Organic 3D 'printing' - with trees

No screws, no joints, no weak points - Gavin Munro, a keen environmentalist, challenges conventional furniture manufacturing by using grafting techniques to shape trees directly into chairs, tables or lampshades.

Gavin Munro (right) with his furniture-growing team (Photo: Georg Matthes)

Gavin Munro (right) is making manufacturing green - literally

Gavin Munro shakes his head slightly, takes a deep breath and looks over his furniture showroom: a 2.5-acre patch of land in Derbyshire, England. In this lush green spot in the Peak district, Munro has planted 3,000 trees, one neatly next to the other. Willow, oak, sycamore and ash - all will be grafted into furniture.

"I think so far we have mainly made mistakes and learned from them," Munro says, and laughs as he explains how often he has failed to grow a proper chair over the past 10 years.

He continues through the rows of young trees. None of them looks even remotely like a piece of furniture - and so far the designer has only grown two prototypes. A chair too weak to sit on, and a shaky little table.

How on Earth, one wonders, is this project going to revolutionize conventional production, something the artist hopes to achieve? Is it cutting edge, or a fantasy?

Chairs for the harvesting

The answer can be found growing a little further into the plantation. Here, specially designed plastic moulds are used to coax the branches of about 150 willow trees in the shape of chairs.

Willows growing into chairs (Photo: Georg Matthes)

The first generation of Munro's willow chairs

"We put a few aside for preorders, and all of those are gone now - so there are quite a few people with a chair growing for them in the Derbyshire Dales," Munro says.

When the 39-year-old started his company Full Grown almost a decade ago, one of his goals was to found the world's most environmentally friendly furniture manufacturers.

Munro estimates that he uses only 25 percent of the energy compared to what is needed to produce a wooden chair by conventional means.

Instead of growing trees more than 50 years, chopping them down into smaller pieces, and then gluing them back together, all he does shape the growing process. Once in shape, the furniture thickens and matures without any support - a period of minimum 6 years.

Then the products are harvested and dried for another year. "They could - if looked after - last for hundreds of years," Munro is convinced. This prevents wastage and counteracts the throwaway mentality of industrialized nations. "It has to be more efficient," he adds.

Grown chair next to conventional chair (Photo: Georg Matthes)

Munro's "slow chairs" save 75 percent of energy over conventional production

Art, design, business - and environmentalism?

The breakthrough for the process of growing furniture was to turn things upside down. After Munro found that forcing four trees to grow into one piece of furniture simply did not work, the furniture designer instead cultivates the chairs head-up from a single trunk.

Munro says growing chairs is like 3D printing - with air, soil and sunshine feeding the woody material that acts as "ink."

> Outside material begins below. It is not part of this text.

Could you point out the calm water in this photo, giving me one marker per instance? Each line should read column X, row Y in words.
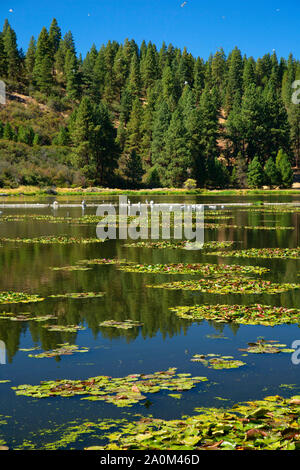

"It started out as a kind of art project - but now we have an actual manufacturing process, a system that is repeatable and scalable," Munro explains. "In a nutshell, what we do is art and design and horticulture all mixed into one."

Munro is not the first designer to grow furniture - but compared to earlier advocates, he works on a much larger scale, and tries to produce as little waste as possible.

Standing next to a row of willow trees that grow into lampshades, he explains: "My team of gardeners and I have realized that the less we change - the less we interfere with nature - the more we benefit, as well as the little ecosystem we have created here."

Tree being shaped into a lampshade (Photo: Georg Matthes)

This lampshade-in-the-making might sell for $900

Scaling up production

The first chairs, which will be ready for harvest next year, cost about 5,000 euros ($4,400) apiece. Lampshades run 1,000 euros - but Munro hopes that prices will fall once his production method goes global.

"This can scale and work anywhere where trees can grow - it is viable all over the world, in the north of Scotland as on the equator."

And in this English grove, Munro and his team will be guiding and pruning thousands of shoots for years to come.

They still make a lot of mistakes, he says, as he disappears in a row of young ash trees. "But the idea is just too good to not pursue it," he shouts out of his little forest.